Chulpan Khamatova, l'une des actrices de théâtre et de cinéma les plus en vue de Russie, a quitté le pays ; tout comme Alla Pugacheva, l’une des pop stars les plus marquantes du XXe siècle. Les jeunes cinéastes ascendants ont fui. Olga Smirnova, l'une des ballerines les plus importantes de Russie, a dénoncé la guerre, a quitté le Bolchoï et a rejoint le Ballet national néerlandais. La liste continue.

Pour Krymov, les 14 mois qui se sont écoulés depuis son départ de Moscou ont été marqués par le drame audacieux, la tragédie et la comédie noire d'une de ses pièces.

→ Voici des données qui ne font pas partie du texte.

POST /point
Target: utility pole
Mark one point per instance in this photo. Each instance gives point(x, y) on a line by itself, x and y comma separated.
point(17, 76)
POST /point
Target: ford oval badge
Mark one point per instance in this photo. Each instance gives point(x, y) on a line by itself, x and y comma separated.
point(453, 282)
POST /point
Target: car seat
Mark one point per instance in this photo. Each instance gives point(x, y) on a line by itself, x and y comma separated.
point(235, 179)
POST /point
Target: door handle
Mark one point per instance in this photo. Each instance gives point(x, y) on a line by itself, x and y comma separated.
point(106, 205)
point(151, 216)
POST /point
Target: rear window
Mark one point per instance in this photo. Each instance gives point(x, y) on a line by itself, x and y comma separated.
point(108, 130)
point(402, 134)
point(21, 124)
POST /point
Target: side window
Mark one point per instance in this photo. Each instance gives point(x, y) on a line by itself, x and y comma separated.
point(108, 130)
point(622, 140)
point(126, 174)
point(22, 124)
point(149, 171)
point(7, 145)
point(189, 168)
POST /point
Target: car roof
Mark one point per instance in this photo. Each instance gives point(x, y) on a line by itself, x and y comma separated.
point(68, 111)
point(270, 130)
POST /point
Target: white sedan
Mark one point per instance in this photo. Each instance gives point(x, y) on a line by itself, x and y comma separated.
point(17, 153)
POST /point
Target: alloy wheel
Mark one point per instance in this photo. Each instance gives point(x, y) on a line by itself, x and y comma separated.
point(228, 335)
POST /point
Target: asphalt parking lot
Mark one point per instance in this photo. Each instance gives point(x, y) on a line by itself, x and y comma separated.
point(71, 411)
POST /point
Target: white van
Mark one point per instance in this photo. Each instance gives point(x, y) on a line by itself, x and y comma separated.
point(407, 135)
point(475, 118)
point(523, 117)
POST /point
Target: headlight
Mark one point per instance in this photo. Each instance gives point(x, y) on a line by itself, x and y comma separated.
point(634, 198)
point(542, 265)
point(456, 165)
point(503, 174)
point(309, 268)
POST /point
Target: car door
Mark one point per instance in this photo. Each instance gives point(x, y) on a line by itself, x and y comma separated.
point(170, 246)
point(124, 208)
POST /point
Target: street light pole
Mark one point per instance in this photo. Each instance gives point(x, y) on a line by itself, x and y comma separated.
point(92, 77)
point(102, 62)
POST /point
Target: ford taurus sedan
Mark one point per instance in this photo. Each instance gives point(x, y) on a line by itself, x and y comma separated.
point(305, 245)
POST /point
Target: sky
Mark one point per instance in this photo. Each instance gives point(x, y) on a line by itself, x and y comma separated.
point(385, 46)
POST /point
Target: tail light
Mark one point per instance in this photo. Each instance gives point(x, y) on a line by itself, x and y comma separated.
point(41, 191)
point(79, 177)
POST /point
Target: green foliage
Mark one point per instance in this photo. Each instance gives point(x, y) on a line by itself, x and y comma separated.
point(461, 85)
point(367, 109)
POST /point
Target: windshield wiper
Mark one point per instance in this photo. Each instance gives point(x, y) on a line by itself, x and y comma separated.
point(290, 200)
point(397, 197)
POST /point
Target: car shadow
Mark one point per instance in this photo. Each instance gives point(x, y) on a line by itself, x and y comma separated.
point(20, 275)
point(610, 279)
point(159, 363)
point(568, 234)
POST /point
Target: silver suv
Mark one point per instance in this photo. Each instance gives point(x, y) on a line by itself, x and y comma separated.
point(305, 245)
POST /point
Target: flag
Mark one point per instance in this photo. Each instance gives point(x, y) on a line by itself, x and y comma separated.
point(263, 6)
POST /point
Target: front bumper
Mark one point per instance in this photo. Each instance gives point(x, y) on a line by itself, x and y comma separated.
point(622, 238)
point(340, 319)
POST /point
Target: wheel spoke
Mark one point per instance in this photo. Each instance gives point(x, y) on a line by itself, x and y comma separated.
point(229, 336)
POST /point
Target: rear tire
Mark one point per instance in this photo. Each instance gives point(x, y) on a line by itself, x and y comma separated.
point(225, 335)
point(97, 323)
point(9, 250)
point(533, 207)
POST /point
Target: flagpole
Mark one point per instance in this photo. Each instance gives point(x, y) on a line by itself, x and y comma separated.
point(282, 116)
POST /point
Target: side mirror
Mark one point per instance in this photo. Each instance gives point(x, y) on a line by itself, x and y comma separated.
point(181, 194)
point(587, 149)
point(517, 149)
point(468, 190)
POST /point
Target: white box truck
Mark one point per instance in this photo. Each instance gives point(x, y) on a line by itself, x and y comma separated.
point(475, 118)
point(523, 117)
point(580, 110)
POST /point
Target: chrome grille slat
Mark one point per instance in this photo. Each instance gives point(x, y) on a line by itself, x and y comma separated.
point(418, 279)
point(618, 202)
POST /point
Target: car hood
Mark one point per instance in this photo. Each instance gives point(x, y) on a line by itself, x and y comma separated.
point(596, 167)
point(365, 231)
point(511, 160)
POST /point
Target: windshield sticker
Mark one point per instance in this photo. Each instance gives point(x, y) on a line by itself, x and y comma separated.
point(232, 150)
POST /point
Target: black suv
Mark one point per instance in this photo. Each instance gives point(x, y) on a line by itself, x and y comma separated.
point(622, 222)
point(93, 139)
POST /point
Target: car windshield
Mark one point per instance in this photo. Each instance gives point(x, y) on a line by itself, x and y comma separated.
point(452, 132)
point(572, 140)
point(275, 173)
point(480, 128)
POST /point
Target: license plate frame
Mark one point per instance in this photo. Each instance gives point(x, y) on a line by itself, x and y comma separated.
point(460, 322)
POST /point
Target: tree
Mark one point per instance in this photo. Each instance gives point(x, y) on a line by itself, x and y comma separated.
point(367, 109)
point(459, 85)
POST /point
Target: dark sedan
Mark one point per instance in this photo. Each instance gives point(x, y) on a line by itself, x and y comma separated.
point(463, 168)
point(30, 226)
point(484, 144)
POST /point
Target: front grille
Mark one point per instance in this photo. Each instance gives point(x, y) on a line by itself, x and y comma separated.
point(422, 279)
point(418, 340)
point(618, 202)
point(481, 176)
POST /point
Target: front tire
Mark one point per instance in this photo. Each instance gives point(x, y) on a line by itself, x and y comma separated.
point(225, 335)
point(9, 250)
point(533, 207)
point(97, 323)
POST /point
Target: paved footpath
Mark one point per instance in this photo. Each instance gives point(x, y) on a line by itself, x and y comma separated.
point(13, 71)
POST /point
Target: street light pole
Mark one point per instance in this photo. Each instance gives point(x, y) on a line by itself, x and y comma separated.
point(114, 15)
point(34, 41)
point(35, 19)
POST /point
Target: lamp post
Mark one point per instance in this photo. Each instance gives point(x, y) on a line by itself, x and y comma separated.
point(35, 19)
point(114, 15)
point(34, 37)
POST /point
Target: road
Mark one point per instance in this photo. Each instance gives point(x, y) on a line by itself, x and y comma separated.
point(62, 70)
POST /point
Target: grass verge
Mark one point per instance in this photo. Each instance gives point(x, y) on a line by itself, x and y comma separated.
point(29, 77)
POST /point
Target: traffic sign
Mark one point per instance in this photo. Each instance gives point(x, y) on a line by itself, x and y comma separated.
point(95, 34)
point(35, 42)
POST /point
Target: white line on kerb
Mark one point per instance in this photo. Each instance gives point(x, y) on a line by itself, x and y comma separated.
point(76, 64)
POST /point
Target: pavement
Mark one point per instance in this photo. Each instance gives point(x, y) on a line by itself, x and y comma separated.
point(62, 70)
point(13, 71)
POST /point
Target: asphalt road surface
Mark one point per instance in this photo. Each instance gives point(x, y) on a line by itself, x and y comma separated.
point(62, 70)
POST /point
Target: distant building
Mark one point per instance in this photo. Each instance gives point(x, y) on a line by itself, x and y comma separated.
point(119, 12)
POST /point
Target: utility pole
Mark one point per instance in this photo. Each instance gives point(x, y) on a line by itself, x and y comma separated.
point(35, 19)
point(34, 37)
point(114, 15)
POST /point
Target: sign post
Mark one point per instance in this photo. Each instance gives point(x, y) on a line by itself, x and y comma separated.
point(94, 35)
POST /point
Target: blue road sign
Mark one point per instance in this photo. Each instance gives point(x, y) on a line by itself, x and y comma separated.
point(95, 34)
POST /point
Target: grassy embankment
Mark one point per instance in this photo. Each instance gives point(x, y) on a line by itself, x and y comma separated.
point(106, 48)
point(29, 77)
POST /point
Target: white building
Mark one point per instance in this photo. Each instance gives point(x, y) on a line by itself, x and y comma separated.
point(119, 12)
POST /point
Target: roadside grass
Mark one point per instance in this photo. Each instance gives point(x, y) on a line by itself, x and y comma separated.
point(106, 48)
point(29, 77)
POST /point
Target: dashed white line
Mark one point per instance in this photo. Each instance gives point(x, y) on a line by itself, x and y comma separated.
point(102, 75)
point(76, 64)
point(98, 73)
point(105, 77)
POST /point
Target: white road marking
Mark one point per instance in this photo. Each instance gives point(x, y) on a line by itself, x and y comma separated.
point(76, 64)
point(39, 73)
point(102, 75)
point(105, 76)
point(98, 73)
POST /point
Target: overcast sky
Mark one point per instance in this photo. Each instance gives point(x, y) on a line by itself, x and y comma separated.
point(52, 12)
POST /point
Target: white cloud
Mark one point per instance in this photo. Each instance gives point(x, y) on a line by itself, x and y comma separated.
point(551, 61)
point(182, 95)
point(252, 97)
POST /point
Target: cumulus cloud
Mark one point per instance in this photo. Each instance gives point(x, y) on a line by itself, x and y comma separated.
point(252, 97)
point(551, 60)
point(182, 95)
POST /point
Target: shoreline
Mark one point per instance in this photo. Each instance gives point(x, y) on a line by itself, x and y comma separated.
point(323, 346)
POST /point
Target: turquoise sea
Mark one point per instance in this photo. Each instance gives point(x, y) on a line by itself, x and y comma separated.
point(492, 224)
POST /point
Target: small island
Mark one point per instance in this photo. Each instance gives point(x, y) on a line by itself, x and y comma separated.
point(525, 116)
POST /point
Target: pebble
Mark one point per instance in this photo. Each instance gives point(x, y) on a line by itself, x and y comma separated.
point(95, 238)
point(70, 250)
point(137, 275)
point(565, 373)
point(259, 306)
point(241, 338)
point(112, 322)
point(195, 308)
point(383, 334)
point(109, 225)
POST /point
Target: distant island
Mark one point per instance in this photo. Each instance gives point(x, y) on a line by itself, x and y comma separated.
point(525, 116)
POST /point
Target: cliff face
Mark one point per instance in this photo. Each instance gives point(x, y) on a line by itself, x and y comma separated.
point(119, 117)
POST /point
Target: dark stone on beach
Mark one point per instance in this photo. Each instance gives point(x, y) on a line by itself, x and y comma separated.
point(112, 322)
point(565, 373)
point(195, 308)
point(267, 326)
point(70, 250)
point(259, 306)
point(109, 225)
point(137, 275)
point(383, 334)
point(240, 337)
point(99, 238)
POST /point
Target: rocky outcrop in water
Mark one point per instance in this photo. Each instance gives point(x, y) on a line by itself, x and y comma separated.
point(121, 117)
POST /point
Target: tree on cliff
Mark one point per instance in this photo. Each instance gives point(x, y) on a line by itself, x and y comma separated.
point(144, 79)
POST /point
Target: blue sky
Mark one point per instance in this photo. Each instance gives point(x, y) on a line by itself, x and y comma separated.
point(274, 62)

En Russie, Krymov était vénéré tant par la critique que par le public pour ses réinterprétations visuellement originales et effrontées de classiques de Pouchkine, Tchekhov et Shakespeare, entre autres. Aujourd’hui, sa position anti-guerre le pousse dans une période de réinvention : en tant que réalisateur peu connu aux États-Unis, pays dont il ne parle la langue qu’avec hésitation. Il est passé des répétitions de pièces de théâtre au célèbre Théâtre d'art de Moscou, où Stanislavski présidait autrefois, à des répétitions dans un salon de coiffure vacant à Midtown Manhattan que son nouveau Krymov Lab NYC loue à un ami pour 10 $ de l'heure.